C’est finalement comme si on se connaissait depuis longtemps : ça prend, tout de suite, la conversation, comme une mayonnaise. Comme celle avant son spectacle ?
J’ose. J’ose un trait d’humour qui pourrait sembler un crise de lèse-majesté alors que j’ai aimé ce moment, ces heures qui passent devant un thé vert puis un autre et son spectacle, mercredi, puissant. Quelle performance !, lui avais-je écrit.

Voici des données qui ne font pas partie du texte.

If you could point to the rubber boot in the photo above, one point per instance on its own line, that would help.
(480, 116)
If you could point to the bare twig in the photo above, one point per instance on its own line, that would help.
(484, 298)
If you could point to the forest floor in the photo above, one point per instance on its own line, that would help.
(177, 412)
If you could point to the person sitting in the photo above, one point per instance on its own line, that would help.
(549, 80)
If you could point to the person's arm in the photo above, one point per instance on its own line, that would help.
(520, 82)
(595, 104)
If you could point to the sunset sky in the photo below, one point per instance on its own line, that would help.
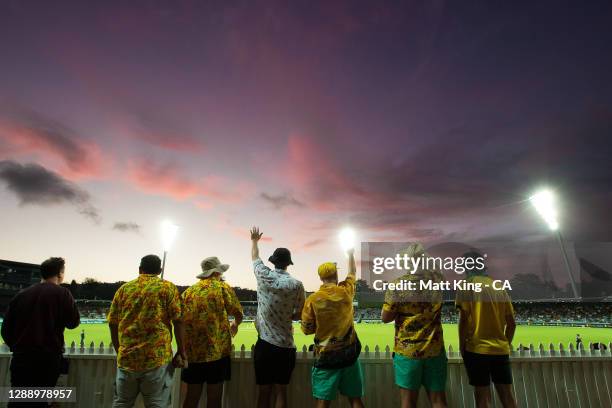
(430, 121)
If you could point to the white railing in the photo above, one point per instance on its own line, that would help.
(543, 377)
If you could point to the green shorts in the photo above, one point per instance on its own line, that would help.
(411, 373)
(326, 382)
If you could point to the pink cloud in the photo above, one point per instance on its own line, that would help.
(26, 133)
(168, 180)
(164, 179)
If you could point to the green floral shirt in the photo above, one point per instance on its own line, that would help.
(418, 324)
(144, 309)
(206, 307)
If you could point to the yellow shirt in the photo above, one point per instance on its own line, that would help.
(328, 313)
(144, 308)
(487, 311)
(418, 325)
(206, 306)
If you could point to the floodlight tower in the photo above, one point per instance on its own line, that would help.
(545, 203)
(168, 235)
(347, 238)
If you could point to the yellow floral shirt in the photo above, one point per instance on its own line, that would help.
(328, 313)
(418, 324)
(144, 309)
(206, 306)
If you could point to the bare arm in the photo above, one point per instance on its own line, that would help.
(387, 316)
(463, 329)
(352, 266)
(255, 237)
(179, 334)
(510, 327)
(297, 313)
(114, 328)
(309, 321)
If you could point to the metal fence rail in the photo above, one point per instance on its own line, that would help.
(543, 377)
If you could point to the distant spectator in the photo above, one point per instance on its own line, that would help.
(419, 356)
(33, 328)
(328, 313)
(280, 299)
(140, 321)
(208, 333)
(486, 330)
(578, 341)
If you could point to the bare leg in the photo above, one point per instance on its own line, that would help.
(437, 399)
(482, 395)
(264, 396)
(506, 395)
(322, 404)
(214, 395)
(194, 392)
(408, 398)
(280, 394)
(355, 402)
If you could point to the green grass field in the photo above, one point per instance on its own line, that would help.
(373, 334)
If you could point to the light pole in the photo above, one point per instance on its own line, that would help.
(347, 238)
(545, 204)
(168, 232)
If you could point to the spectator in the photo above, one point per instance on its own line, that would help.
(208, 333)
(486, 329)
(280, 299)
(33, 328)
(328, 313)
(140, 322)
(419, 355)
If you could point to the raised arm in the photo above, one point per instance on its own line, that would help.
(510, 326)
(255, 237)
(463, 329)
(352, 266)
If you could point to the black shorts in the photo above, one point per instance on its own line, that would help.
(35, 369)
(211, 372)
(484, 368)
(273, 364)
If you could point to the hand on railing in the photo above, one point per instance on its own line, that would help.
(180, 360)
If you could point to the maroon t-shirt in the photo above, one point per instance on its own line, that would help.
(36, 319)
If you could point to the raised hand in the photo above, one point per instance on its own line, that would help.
(255, 234)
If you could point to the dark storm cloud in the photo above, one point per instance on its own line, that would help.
(281, 200)
(127, 227)
(33, 184)
(34, 129)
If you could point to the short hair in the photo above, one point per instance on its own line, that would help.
(52, 267)
(150, 264)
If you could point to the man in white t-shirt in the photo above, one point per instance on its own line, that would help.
(280, 299)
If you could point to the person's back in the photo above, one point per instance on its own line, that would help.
(419, 357)
(33, 328)
(487, 317)
(38, 315)
(333, 307)
(143, 309)
(280, 299)
(486, 329)
(205, 313)
(140, 319)
(207, 306)
(278, 294)
(328, 313)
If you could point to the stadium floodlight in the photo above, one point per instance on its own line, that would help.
(545, 204)
(168, 232)
(347, 238)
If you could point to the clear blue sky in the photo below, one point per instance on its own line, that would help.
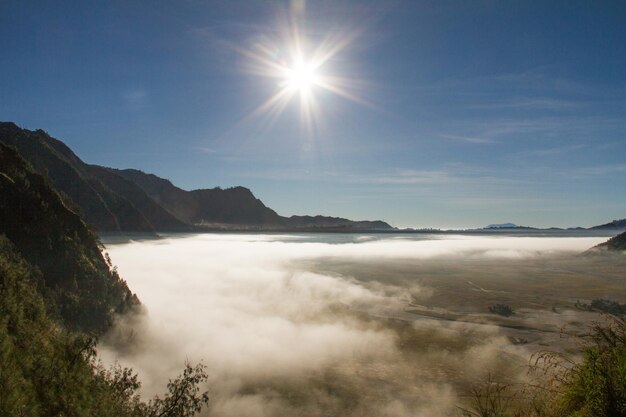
(468, 112)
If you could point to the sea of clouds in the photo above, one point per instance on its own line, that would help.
(281, 340)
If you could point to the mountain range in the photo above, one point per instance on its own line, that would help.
(129, 200)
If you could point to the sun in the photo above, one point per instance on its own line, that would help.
(301, 77)
(303, 69)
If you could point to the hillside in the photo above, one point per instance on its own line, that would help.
(80, 289)
(57, 291)
(130, 200)
(107, 201)
(616, 243)
(235, 206)
(614, 225)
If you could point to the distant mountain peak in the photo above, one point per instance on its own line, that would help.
(502, 226)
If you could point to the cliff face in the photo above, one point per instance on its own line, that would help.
(107, 201)
(80, 289)
(616, 243)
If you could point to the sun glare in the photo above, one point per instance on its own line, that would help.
(301, 77)
(302, 69)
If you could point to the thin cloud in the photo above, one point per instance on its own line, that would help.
(471, 139)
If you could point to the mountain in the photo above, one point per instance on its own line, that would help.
(107, 201)
(614, 225)
(57, 295)
(234, 207)
(616, 243)
(502, 226)
(130, 200)
(77, 283)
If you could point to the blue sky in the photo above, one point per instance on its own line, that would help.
(468, 113)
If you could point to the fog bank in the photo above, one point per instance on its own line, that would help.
(280, 340)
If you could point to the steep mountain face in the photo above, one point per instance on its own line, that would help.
(133, 201)
(614, 225)
(334, 223)
(75, 280)
(175, 200)
(234, 206)
(107, 201)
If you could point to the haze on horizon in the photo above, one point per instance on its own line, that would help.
(419, 113)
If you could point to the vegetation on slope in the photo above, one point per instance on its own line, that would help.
(80, 288)
(594, 386)
(56, 290)
(108, 201)
(46, 370)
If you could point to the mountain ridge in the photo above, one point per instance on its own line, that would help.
(129, 200)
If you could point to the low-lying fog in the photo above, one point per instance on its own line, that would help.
(314, 325)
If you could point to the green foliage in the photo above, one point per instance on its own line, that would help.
(592, 387)
(597, 386)
(46, 370)
(80, 289)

Devant le deuxième thé, chez moi, je lui tend le catalogue “L’image d’après”, catalogue d’une exposition que je n’ai jamais vue, livre qui m’a aidé à me questionner autrefois. C’était lorsque je travaillais sur la série”Vous Suivre”, je crois, car il y avait gravée en moi une image du film Pas de printemps pour Marnie, d’Alfred Hitchock : Tippie Hedren marche de dos sur un quai de gare.

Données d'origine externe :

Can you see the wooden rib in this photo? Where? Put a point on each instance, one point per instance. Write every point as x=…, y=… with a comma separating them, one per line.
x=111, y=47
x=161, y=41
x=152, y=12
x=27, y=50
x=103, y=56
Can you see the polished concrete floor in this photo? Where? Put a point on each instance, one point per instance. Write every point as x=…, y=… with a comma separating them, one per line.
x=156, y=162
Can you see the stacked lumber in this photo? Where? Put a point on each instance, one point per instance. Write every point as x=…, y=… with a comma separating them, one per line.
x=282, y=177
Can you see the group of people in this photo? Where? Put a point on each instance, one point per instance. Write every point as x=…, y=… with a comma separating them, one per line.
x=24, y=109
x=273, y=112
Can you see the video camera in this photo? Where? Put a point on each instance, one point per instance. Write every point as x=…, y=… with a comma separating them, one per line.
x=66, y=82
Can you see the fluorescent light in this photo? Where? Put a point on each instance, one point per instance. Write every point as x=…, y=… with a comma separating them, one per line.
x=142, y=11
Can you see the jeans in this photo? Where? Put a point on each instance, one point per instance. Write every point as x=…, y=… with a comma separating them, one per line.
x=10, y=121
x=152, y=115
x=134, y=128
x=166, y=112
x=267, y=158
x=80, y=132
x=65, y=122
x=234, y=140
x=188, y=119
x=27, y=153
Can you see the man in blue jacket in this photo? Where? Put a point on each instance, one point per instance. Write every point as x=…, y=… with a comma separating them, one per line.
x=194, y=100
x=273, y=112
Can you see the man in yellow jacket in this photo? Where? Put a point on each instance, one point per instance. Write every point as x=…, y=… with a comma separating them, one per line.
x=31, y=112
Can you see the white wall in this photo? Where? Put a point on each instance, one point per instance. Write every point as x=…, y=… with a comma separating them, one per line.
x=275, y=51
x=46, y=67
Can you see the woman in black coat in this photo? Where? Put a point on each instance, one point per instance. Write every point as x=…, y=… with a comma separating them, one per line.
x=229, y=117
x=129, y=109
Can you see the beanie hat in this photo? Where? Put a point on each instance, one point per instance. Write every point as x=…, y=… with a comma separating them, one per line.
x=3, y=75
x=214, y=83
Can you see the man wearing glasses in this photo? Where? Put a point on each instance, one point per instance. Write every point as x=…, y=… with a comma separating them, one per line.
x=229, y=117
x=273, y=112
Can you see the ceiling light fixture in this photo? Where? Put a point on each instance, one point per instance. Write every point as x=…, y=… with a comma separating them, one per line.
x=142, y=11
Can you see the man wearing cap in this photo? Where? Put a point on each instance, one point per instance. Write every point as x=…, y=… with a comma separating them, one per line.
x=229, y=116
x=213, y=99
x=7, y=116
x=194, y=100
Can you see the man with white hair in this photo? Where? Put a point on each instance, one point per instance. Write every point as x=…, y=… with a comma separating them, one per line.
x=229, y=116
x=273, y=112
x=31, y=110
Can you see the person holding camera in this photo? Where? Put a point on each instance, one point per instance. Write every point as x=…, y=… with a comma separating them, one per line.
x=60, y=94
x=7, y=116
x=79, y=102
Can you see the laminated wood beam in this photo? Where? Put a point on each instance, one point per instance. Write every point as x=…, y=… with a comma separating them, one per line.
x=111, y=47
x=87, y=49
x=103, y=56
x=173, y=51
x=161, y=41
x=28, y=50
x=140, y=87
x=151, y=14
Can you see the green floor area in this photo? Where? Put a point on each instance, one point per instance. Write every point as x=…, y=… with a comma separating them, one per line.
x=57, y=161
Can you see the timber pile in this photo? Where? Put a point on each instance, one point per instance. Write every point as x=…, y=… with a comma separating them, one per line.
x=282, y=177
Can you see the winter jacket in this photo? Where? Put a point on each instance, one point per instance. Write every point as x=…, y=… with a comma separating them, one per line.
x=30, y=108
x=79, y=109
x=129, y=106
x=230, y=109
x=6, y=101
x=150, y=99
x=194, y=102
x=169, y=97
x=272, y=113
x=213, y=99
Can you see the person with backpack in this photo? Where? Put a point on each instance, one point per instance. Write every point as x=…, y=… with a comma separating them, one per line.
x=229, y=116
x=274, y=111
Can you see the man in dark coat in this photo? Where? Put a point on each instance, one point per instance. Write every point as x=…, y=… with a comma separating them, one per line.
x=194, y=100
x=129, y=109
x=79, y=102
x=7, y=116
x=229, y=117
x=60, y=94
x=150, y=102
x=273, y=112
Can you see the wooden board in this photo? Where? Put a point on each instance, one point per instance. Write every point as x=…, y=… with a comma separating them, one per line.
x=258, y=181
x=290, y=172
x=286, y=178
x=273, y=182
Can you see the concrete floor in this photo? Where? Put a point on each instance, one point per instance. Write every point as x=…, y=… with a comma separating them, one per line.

J’ai sorti le livre car je savais que ce livre touchait cela du doigt une part de ma photographie évoquée par Nicolas devant le premier thé : celle qui ne fait pas que saisir un moment, mais celle qui laisse la suite en suspens, notamment lorsque les corps se déshabillent. J’étais très heureux qu’il voit cela dans mes photos, Nicolas. J’étais très heureux, je lui suis donc là, de parler avec lui, de me sentir artiste – notion très fragile pour moi -, face à un autre artiste, et de l’entendre parler de lui. Il y avait une convergence, rare. C’est quelque chose qui me manque, ici, de parler avec quelqu’un qui crée. On parle de la nécessité de créer, aussi, enfin lui surtout en parle, j’acquiesce. Il sait dire ; il a su se nourrir de références que je n’ai pas, d’une assurance que je n’ai pas non plus.